I thought I'd post this here in case someone else is interested in
implementing something similar:
Step (1) is the slowest stage for building a THREAD=REFERENCES tree. If
its result tree is permanently saved, the following thread builds can be
based on it by updating the tree incrementally.
Adding new messages to the tree is simple: simply follow the normal
rules as when building a new tree from scratch. Expunging messages gets
more problematic though.
Each node in the tree keeps a "link reference count" which specifies how
many messages contain a reference (in References: or In-Reply-To:
header) to this message. This link refcount must be updated when adding
and expunging messages. When the link refcount is zero, there are no
messages referencing the node. However a non-zero link refcount doesn't
mean that the node has children. Link refcount also doesn't tell much
about the number of children the node has, because References: headers
may reference any number of its ancestors.
The optimistic approach assumes that usually there are no problematic
links. In such case expunging a message simply updates the link
refcounts and marks the message's node as expunged. If the node's link
refcount is non-zero the node acts as a dummy node. If any unreferenced
dummy node's link refcount drops to zero, it's converted to a
(duplicate) root node (the expunged node may become one as well). These
duplicate root nodes are later dropped by changing their children to
point to the primary root node.
Problematic links are handled by marking nodes affected by them. If such
a node is expunged or unreferenced, the thread tree must be rebuilt.
This is assumed to be a rarely occurring event. The problematic cases
are:
1) Duplicate Message-ID: headers. If the first message having it is
expunged, the thread tree must be rebuilt.
2) Message-ID loops. If a message referencing the looping path gets
expunged, the loop may break and the thread tree must be rebuilt.
Because it can't be determined easily which loops get broken by which
expunges, this case can be handled in a bit easier way: When detecting a
loop between parent and child, rebuild the tree if parent or any node
between child and parent get unreferenced.
3) A message changes its parent because an earlier message's References:
header contained a different link. If the message gets expunged, the
thread tree must be rebuilt to get the original parent back.
4) A link in a message's References: header is ignored, because the
referenced child already specified a different parent to itself. If the
message gets expunged, the thread tree must be rebuilt to determine its
new parent.
5) A link in a message's References: header is ignored, because an
earlier message's References: header already specified a different link.
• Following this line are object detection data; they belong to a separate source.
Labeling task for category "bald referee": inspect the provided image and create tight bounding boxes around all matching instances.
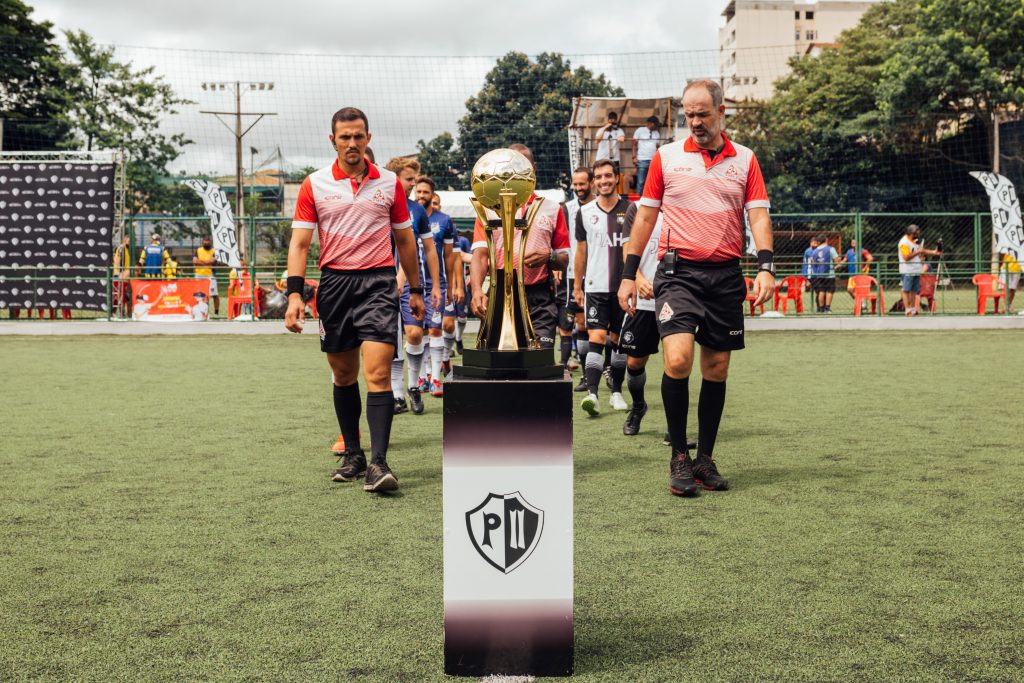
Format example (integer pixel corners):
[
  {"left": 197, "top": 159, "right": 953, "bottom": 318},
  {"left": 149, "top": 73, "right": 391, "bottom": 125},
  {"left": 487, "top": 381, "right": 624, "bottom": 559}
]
[
  {"left": 285, "top": 106, "right": 424, "bottom": 492},
  {"left": 618, "top": 80, "right": 775, "bottom": 496}
]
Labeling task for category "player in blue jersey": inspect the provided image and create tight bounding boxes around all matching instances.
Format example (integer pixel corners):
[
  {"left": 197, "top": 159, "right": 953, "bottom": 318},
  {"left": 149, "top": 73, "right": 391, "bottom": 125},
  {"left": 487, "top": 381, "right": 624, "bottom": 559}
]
[
  {"left": 387, "top": 157, "right": 443, "bottom": 415},
  {"left": 413, "top": 175, "right": 465, "bottom": 396}
]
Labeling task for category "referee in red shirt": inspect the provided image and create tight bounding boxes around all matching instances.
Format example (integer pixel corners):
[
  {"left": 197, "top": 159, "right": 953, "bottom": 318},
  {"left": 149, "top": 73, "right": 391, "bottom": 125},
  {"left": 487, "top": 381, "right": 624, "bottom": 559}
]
[
  {"left": 285, "top": 106, "right": 424, "bottom": 492},
  {"left": 618, "top": 80, "right": 775, "bottom": 496}
]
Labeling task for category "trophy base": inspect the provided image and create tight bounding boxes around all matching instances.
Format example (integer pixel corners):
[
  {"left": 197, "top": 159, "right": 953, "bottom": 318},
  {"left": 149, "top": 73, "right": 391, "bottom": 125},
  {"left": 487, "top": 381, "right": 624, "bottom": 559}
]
[{"left": 452, "top": 348, "right": 565, "bottom": 380}]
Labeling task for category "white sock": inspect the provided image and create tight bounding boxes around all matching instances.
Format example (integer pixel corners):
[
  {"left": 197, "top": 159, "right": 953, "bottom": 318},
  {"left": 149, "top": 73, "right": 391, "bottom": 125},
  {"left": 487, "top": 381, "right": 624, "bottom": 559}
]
[
  {"left": 406, "top": 342, "right": 423, "bottom": 387},
  {"left": 441, "top": 332, "right": 455, "bottom": 362},
  {"left": 430, "top": 337, "right": 444, "bottom": 382},
  {"left": 391, "top": 358, "right": 406, "bottom": 398}
]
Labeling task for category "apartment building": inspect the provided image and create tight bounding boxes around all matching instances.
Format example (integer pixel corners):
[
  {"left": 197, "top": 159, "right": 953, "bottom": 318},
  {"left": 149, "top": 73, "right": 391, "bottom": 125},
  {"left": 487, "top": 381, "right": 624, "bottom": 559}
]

If the earlier message gets expunged, the parent may change. The earlier
message could be found out quickly by keeping some extra state (or with
a slow scan), but since this is assumed to be a rare problem, there's an
easier (but less specific) way to handle this: Rebuild the tree if the
child node is unreferenced (or alternatively if the original parent node
is unreferenced, but it probably happens more often).
Pseudocode:
node {
parent: Pointer to parent node. Children pointers aren't required.
uid: Message's UID (0 = expunged or never even existed)
link_refcount: Number of messages referencing this node as a parent
(e.g. "References: a b" would add reference to both a and b, regardless
of how the links are really added to the thread tree).
expunge_rebuilds: If this message gets expunged, rebuild the thread tree
unref_rebuilds: If this node gets unreferenced, rebuild the thread tree
}
node_is_root(node)
if node == NIL
return true
// check also if expunging had changed this node to a root node.
// see fix_node() for details
return node.link_refcount == 0 and node.uid == 0
link_reference(parent_node, child_node)
parent_node.link_refcount++
if is_ancestor(child_node, parent_node)
// child_node is an ancestor of parent_node. Adding child_node ->
// parent_node would introduce a loop. If any messages referencing the
// path between parent_node's parent and child_node get expunged, we
// have to rebuild the tree because the loop might break. For example:
// #1: a -> b (a.ref=1, b.ref=1)
// #2: b -> a (a.ref=2, b.ref=2)
// #3: c -> a -> b (a.ref=3, b.ref=3, c.ref=1)
// Expunging #3 wouldn't break the loop, but expunging #1 would.
for node in nodes[parent_node.parent .. child_node]
node.unref_rebuilds = true
else if child_node.parent == parent_node
// The same link already exists
else
// Set parent_node as child_node's parent
if node_is_root(child_node.parent)
child_node.parent = parent_node
else
// Conflicting parent already exists, keep the original.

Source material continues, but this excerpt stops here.